Detection of Pathogen and Antibiotic Resistance Genes by Targeted Next-Generation Sequencing in ICU Patients.

Not yet recruiting

• Conditions: Critical Illness; Infections; Diagnosis
• Interventions: Diagnostic Test: targeted next-generation sequencing (tNGS)

• Registration Number: NCT06157372
• Lead Sponsor: Sun Yat-Sen Memorial Hospital of Sun Yat-Sen University

Brief Summary

It is difficult to determine the pathogens in the early stage of infection in critically ill patients, and empirical use of broad-spectrum antibiotics for a long time is often necessary, leading to antibiotics drug resistance. Targeted next generation sequencing (tNGS) can provide faster results for pathogen and related antibiotic resistant diagnosis. But it lacks sufficient clinical evidence. Evidence regarding the clinical diagnostic accuracy and drug resistance is needed to comprehensively evaluate targeted next generation sequencing (tNGS) for diagnosis of patients in ICU who and will be critical to inform national policy.

Detailed Description

Infectious diseases are one of the highest mortality and morbidity diseases in humans. Due to the difficulty in identifying the pathogen in the early stage of infection, patients with severe infections often need to empirically use broad-spectrum antimicrobials for a long time. The traditional gold standard of etiological detection - etiological culture, even in sepsis patients, only about 60% of the results are positive. Therefore, the accurate identification and rapid classification of pathogenic microorganisms is very important for the patient's precise diagnosis and timely treatment.

Metagenomic next generation sequencing (mNGS), which has emerged in recent years, have been shown to provide early diagnosis and targeted medication guidance for bloodstream infections and respiratory infections, but it is expensive and not able to provide related drug resistant genes. Therefore, targeted next generation sequencing (tNGS) has been derived, which is characterized by rapid sequencing and genetic testing for drug resistance.
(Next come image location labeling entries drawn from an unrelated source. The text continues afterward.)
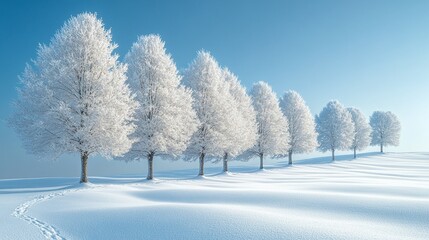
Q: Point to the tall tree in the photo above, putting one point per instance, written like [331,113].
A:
[212,103]
[242,120]
[302,129]
[165,119]
[273,135]
[74,99]
[362,130]
[335,128]
[385,129]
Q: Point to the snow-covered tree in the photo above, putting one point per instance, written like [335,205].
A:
[242,127]
[385,129]
[362,130]
[165,119]
[335,128]
[302,129]
[75,99]
[212,102]
[273,135]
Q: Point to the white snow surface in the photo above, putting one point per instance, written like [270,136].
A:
[377,196]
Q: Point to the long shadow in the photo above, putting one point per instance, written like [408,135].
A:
[328,159]
[34,185]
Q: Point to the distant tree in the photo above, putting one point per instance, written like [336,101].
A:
[335,128]
[75,98]
[385,129]
[242,127]
[165,119]
[273,135]
[302,129]
[361,136]
[212,101]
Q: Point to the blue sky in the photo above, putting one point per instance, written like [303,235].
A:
[373,55]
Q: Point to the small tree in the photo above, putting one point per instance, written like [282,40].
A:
[212,103]
[242,120]
[75,98]
[385,129]
[302,129]
[335,128]
[362,130]
[165,119]
[273,136]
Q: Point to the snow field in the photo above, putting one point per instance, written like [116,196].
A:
[374,197]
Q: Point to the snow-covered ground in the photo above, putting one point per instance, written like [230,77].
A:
[378,196]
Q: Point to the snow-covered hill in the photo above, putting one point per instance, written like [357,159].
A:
[374,197]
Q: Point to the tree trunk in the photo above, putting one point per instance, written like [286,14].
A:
[225,162]
[201,173]
[150,166]
[84,161]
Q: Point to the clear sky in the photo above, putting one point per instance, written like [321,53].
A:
[373,55]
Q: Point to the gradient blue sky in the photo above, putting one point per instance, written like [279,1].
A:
[373,55]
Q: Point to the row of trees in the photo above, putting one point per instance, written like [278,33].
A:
[77,97]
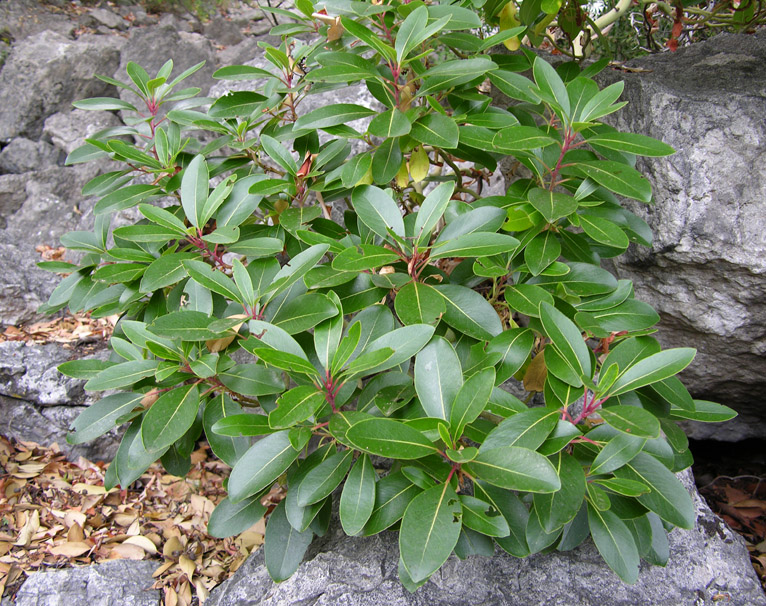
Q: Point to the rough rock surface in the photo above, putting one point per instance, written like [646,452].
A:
[42,206]
[39,404]
[706,272]
[708,565]
[22,155]
[46,72]
[122,582]
[68,130]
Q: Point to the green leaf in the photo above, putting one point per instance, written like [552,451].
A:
[632,420]
[245,424]
[391,123]
[707,412]
[236,104]
[263,463]
[541,252]
[194,190]
[567,339]
[386,161]
[520,138]
[125,197]
[252,380]
[409,35]
[229,519]
[104,104]
[615,543]
[628,488]
[101,416]
[514,347]
[279,154]
[405,342]
[355,169]
[369,38]
[212,279]
[483,517]
[418,303]
[284,547]
[364,257]
[526,299]
[552,205]
[554,510]
[393,494]
[619,450]
[332,115]
[228,448]
[430,530]
[295,406]
[438,378]
[632,143]
[515,468]
[357,500]
[170,417]
[617,177]
[378,210]
[390,438]
[304,312]
[550,85]
[603,231]
[436,129]
[121,375]
[476,244]
[469,312]
[166,270]
[667,497]
[324,478]
[526,429]
[652,369]
[432,209]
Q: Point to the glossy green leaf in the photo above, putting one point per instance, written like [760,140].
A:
[430,530]
[357,500]
[390,438]
[170,417]
[515,468]
[263,463]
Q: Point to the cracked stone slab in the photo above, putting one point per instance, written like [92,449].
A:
[116,583]
[708,566]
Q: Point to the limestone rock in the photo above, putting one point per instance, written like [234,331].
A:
[707,564]
[706,271]
[46,72]
[22,155]
[123,582]
[68,130]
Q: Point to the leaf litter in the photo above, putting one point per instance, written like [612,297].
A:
[56,513]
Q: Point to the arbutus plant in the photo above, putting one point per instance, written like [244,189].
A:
[379,354]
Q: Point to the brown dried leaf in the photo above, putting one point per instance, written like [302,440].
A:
[71,549]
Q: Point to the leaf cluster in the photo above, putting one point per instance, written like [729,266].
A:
[373,355]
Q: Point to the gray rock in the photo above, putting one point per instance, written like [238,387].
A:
[123,582]
[108,18]
[222,31]
[49,425]
[45,73]
[22,155]
[45,205]
[68,130]
[706,271]
[151,47]
[39,404]
[23,18]
[707,564]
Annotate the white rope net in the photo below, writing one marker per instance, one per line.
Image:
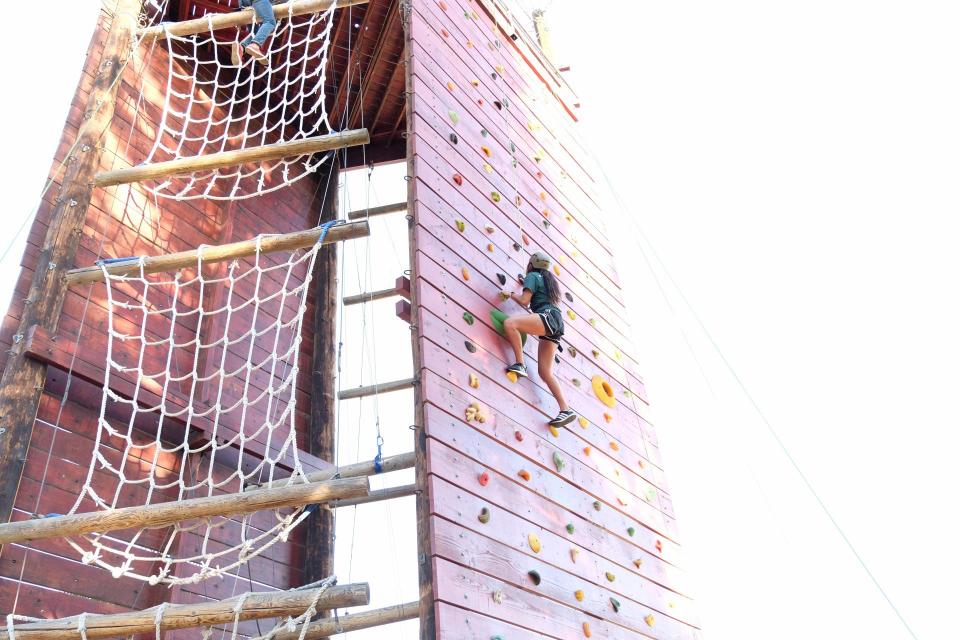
(211, 106)
(211, 350)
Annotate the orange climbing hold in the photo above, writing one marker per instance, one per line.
(603, 391)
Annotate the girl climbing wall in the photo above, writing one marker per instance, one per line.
(541, 294)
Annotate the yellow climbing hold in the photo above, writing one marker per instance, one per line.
(603, 391)
(534, 541)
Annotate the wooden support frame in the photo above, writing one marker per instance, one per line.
(355, 621)
(385, 387)
(174, 261)
(357, 470)
(223, 159)
(362, 214)
(241, 18)
(254, 606)
(164, 514)
(23, 378)
(400, 288)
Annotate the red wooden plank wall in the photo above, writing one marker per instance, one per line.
(47, 579)
(609, 562)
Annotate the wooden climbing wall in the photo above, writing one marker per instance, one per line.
(527, 533)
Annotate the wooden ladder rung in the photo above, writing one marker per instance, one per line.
(212, 161)
(168, 513)
(385, 387)
(240, 18)
(400, 288)
(362, 214)
(355, 621)
(174, 261)
(255, 606)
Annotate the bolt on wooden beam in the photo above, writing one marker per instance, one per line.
(254, 606)
(220, 253)
(168, 513)
(386, 387)
(211, 161)
(240, 18)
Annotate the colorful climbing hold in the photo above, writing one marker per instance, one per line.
(603, 391)
(558, 462)
(534, 541)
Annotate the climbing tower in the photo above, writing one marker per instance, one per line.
(170, 399)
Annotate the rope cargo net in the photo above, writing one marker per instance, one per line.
(213, 106)
(228, 336)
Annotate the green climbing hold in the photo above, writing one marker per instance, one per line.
(496, 318)
(558, 462)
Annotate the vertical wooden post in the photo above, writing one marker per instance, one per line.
(23, 378)
(323, 387)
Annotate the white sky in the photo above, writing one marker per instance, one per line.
(795, 166)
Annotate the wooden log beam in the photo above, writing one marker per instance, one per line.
(164, 514)
(361, 214)
(400, 288)
(174, 261)
(355, 621)
(255, 606)
(322, 433)
(356, 470)
(377, 495)
(241, 18)
(23, 378)
(223, 159)
(385, 387)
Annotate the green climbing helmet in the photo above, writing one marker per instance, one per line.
(540, 260)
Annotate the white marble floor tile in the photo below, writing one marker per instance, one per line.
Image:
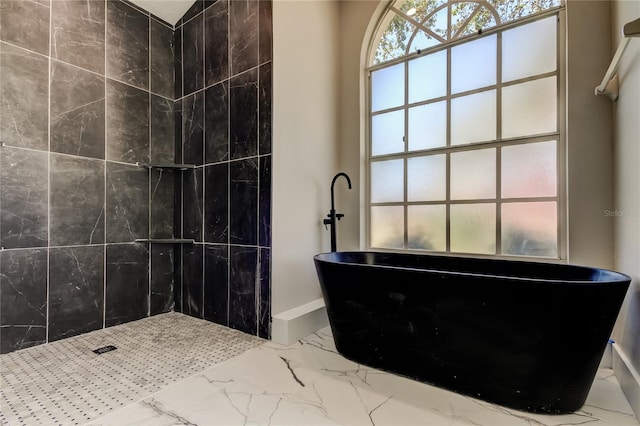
(309, 383)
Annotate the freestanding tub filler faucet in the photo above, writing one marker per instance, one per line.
(333, 216)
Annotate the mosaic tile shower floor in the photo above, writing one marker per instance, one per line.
(65, 383)
(168, 371)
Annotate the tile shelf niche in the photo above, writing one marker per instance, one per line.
(165, 240)
(167, 166)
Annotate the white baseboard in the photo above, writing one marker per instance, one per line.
(628, 377)
(290, 326)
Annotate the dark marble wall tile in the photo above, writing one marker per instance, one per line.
(77, 201)
(24, 198)
(264, 204)
(265, 95)
(217, 123)
(193, 129)
(243, 35)
(216, 204)
(193, 55)
(177, 278)
(16, 337)
(162, 59)
(178, 138)
(23, 298)
(163, 127)
(265, 30)
(243, 272)
(264, 298)
(243, 115)
(77, 111)
(192, 202)
(192, 280)
(216, 284)
(216, 33)
(243, 202)
(127, 282)
(162, 203)
(77, 33)
(24, 94)
(25, 24)
(127, 123)
(75, 290)
(127, 203)
(177, 45)
(127, 45)
(162, 278)
(197, 7)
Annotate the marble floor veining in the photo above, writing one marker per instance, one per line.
(307, 383)
(66, 383)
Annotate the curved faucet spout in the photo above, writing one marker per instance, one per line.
(333, 182)
(332, 214)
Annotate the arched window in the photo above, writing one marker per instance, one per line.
(465, 130)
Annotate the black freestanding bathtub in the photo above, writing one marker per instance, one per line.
(524, 335)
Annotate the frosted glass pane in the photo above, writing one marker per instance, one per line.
(387, 133)
(473, 118)
(428, 126)
(473, 228)
(427, 227)
(529, 50)
(473, 64)
(473, 174)
(529, 108)
(387, 181)
(529, 170)
(426, 178)
(530, 229)
(428, 77)
(387, 226)
(387, 87)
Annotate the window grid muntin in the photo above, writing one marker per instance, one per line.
(555, 136)
(451, 43)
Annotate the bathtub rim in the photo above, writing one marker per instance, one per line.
(606, 276)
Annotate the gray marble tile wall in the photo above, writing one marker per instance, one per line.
(87, 91)
(223, 93)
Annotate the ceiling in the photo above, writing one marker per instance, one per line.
(168, 10)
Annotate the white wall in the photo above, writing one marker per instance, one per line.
(589, 134)
(627, 187)
(305, 141)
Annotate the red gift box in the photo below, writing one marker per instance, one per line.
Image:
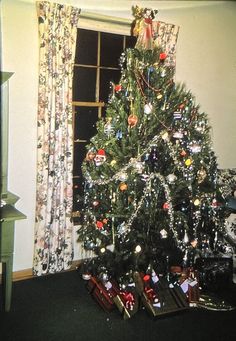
(160, 297)
(189, 283)
(103, 293)
(127, 302)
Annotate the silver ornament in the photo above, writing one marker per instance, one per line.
(163, 234)
(148, 108)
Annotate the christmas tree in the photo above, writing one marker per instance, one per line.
(150, 174)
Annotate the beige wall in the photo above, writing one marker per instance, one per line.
(206, 62)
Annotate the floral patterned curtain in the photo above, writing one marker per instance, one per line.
(53, 250)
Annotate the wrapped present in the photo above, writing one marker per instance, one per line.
(103, 292)
(215, 273)
(127, 301)
(159, 296)
(188, 280)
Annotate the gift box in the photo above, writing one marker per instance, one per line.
(103, 292)
(160, 297)
(215, 273)
(127, 302)
(188, 280)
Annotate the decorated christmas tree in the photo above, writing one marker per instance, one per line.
(151, 197)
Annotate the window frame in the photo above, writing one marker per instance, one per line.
(100, 24)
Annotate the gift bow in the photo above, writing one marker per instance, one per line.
(128, 299)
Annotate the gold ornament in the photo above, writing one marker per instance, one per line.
(113, 162)
(123, 187)
(188, 162)
(201, 175)
(165, 136)
(132, 120)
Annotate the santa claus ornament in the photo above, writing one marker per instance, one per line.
(100, 157)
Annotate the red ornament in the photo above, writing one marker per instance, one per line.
(118, 87)
(166, 206)
(146, 278)
(101, 152)
(163, 56)
(183, 153)
(132, 120)
(99, 224)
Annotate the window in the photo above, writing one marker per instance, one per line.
(96, 65)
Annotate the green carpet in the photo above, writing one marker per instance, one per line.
(58, 307)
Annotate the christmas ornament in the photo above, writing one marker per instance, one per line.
(146, 278)
(186, 239)
(194, 243)
(163, 73)
(163, 234)
(110, 247)
(132, 120)
(117, 87)
(113, 163)
(138, 249)
(119, 135)
(165, 136)
(90, 155)
(89, 245)
(100, 157)
(171, 178)
(178, 134)
(99, 224)
(153, 156)
(95, 203)
(177, 115)
(122, 228)
(162, 56)
(196, 202)
(123, 177)
(139, 167)
(86, 276)
(148, 108)
(195, 148)
(201, 175)
(108, 127)
(123, 187)
(166, 206)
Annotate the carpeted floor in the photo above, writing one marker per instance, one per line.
(58, 307)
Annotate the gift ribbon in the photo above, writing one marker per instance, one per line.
(128, 299)
(150, 294)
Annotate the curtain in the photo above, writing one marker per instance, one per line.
(53, 249)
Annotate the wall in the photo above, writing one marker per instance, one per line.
(206, 62)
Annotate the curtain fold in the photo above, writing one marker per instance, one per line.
(53, 249)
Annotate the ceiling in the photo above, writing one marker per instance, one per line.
(122, 8)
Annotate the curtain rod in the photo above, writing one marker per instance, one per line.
(104, 18)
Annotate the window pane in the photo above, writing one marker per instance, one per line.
(79, 155)
(111, 49)
(85, 122)
(106, 77)
(84, 84)
(130, 41)
(86, 47)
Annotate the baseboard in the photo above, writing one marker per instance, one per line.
(28, 273)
The purpose of this study is to evaluate the efficacy of etiological diagnosis and provide patients with more accurate treatment.

Study Timeline

• Study First Submitted: 2023-10-19
• Status Verified: 2023-11
• Study First Submitted QC: 2023-11-27
• Last Update Submitted: 2023-11-27
• Study First Posted: 2023-12-05
• Last Update Posted: 2023-12-05
• Study Start: 2023-12-20
• Primary Completion: 2024-08-10
• Study Completion: 2024-08-10

Recruitment & Eligibility

• Status: NOT_YET_RECRUITING
• Sex: All
• Target Recruitment: 20

Inclusion Criteria

• The presence of an infection or clearly excluded the presence of infection.
• Etiological culture and/or metagenomic next-generation sequencing detection of specimens sent for testing.

Exclusion Criteria

• Suspected infection.
• Participation in other clinical trials in the past 2 months.

Study & Design

• Study Type: OBSERVATIONAL
• Study Design: Not specified

Arm && Interventions

Group	Intervention	Description
Non-Infection group	targeted next-generation sequencing (tNGS)	Participants received traditional etiological culture of suspected site of infection.
Infection group	targeted next-generation sequencing (tNGS)	Participants received traditional etiological culture, metagenomic next-generation sequencing of infectious sites.

Primary Outcome Measures

Name	Time	Method
Sensitivity	1 year	The probability of being positive in clinical composite diagnosis, the probability that etiological culture, mNGS, and tNGS tests are also positive, which is also known as the true positive rate.
Specificity	1 year	It refers to the probability that cultures, mNGS, and tNGS tests are also negative in the presence of non-infection confirmed by the gold standard.

Secondary Outcome Measures

Name	Time	Method
Drug resistant gene by targeted next-generation sequencing	1 year	It refers to the distribution of drug resistance by targeted next-generation sequencing using the Comprehensive Antibiotic Resistance Database.
False-positive rate	1 year	It refers to the probability that the gold-standard confirmed absence of infection is also positive for etiological culture, mNGS, and tNGS tests.
False-negative rate	1 year	It refers to the probability of being positive in the clinical composite diagnosis, and the probability that etiological cultures, mNGS, and tNGS tests will also be negative.
Kappa values	1 year	Kappa values are used to measure the agreement between two raters. The range of possible values of kappa is from -1 to 1, though it usually falls between 0 and 1. Unity represents perfect agreement, indicating that the raters agree in their classification of every case. Kappa values of 0.41\~0.60 are moderately consistent, 0.61\~0.80 are basically consistent, and 0.81\~1.00 is almost identical.
Positive predictive value	1 year	Positive predictive value is the probability that subjects with a positive test truly have the disease.
Negative predictive value	1 year	Negative predictive value is the probability that subjects with a negative screening test truly don't have the disease.